PRESQUE ISLE, Maine — Aroostook County is home to many creative people including woodwork artisans like Randy McPherson in Washburn and Scott Gagnon in Presque Isle.
Woodwork artisans make up a small number of creatives located in The County and let their passion for the community drive them to create their artwork.
It’s the first year Randy McPherson has sold his woodwork art, primarily at the Presque Isle farmers market and at Uniquely Aroostook Artisan Boutique and Gift Shop in Portage.
“I had always wanted us to be able to do that together and go on a Saturday morning. Once [Randy] retired then that was an easy thing for us to do,” his wife Laura McPherson said.
Randy McPherson started doing the farmers market a couple of years ago after his wife sold acrylic paintings there for the past five years before her retirement. Before the pandemic, McPherson had made Maine-shaped clocks for Clocks By Christopher in Ellsworth.
McPherson works in a garage woodshop next to his home with two router machines and two computers that run software programs for his designs on signs, pieces of furniture and bookends. He also uses two laser cutters for wood engraving, wood burning and 3-D boxes, plus a sanding machine to save time on his projects.
McPherson uses mostly live edge cedar for his wood sourced from four different portable saw mills, including cedar from the Amish community. He also uses maple, oak and pine.
“When I was 13 years old, I was in Scouts, and I was working on merit badges to get my Eagle rank and I took a woodworking merit badge and I had a love of woodworking after that,” McPherson said.
McPherson started to use a laser a few weeks ago for the moose shadow boxes he makes, primarily for wood engraving and wood burning projects. He started buying the patterns he uses for 3-D printing for the shadow boxes, such as moose and deer. Other projects he has worked on have used computer numeric control router wood machines, which he has worked with for five years.
“It’s something I’ve been interested in. I just never knew if I could do it with a laser I got. After studying the manual better, I’ve learned how to cut out all the shapes,” McPherson said.
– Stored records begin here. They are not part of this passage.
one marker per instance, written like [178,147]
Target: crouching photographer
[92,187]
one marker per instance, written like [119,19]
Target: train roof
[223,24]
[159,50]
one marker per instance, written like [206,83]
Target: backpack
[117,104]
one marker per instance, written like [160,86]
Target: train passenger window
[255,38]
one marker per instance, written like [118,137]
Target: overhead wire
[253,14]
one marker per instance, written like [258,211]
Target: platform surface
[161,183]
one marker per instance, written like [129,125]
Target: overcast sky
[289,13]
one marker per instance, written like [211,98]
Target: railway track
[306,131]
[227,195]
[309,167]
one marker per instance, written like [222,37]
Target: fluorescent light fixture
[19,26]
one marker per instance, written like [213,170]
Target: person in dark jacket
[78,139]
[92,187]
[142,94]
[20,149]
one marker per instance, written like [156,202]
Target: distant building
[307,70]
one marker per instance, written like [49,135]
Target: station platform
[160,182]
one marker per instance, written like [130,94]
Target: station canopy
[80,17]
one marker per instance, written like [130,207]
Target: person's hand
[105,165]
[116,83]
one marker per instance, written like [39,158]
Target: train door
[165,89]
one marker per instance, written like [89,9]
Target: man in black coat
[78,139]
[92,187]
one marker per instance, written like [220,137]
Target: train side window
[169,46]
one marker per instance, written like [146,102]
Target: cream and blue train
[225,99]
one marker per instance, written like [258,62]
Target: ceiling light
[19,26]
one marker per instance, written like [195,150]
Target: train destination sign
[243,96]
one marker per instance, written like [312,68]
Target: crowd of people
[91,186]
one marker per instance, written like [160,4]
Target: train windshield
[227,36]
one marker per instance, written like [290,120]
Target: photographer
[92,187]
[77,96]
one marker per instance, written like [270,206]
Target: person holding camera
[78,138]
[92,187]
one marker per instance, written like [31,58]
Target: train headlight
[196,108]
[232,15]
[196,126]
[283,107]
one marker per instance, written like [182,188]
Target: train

After McPherson buys the print files online, sets the code on his computer for his machines to run and the laser cuts them out, he sands the piece. Laura McPherson stains or paints them, then Randy McPherson frames the woodwork. Sometimes he takes a picture, runs it through his computer and woodburns it with his laser engraving tool.
McPherson bought the small laser last year with a smaller one for his wife to use. Last summer, McPherson completed some big projects including a 5-foot-tall lighthouse, a 4-foot-tall wishing well, and is branching out with decorative and custom camp signs.
The price range for the McPhersons’ woodwork pieces is from $5 to $70, with the goal of keeping prices affordable for residents and visitors to Aroostook County. Crafty Gram Studio, which is his business’ name, has an online presence with Etsy and Facebook Marketplace pages.
“We’re retired. This gives us something to do every day,” Laura McPherson said.
The reception has been good for the McPhersons, who have lots of returning customers. They won’t participate in the next two farmers markets because of crafting events lined up in Caribou in October and at the Aroostook Centre Mall in December.
In the same vicinity of the Presque Isle farmers market, Scott Gagnon was working on an eagle statue in a public space in order to put his work out into the community more. Recently, he got permission from the Irish Setter Pub to set up a table for his woodwork pieces.
Gagnon, 41, began his woodwork art this year, but has a background in drawing animal and people portraits in his early 20s. Gagnon hand cuts his art projects from cedar and spalted maple using a variety of tools such as a few chisels and files, a chainsaw and a Dremel.
He does all the painting and staining himself and describes woodwork art as therapy.
“When you realize there’s more important things than the influence of others and you bring your personality out into the world, you don’t have to be accurate,” Gagnon said. “Less influence from the outside world helps you find yourself.”
Gagnon finds the beauty of his work through nature by collecting wood pieces he comes across, or from what his friends and neighbors give him. Gagnon, who describes his artwork as abstract with his inspiration coming from nature, is most happy when working on his next woodworking project out of his small one-room shop behind the duplex where he lives with his family.
“Pretty much anything I make you can set outside,” Gagnon said.
Gagnon has a big list of projects coming up like a bear for a front porch, welcome and last name signs and a ram skull.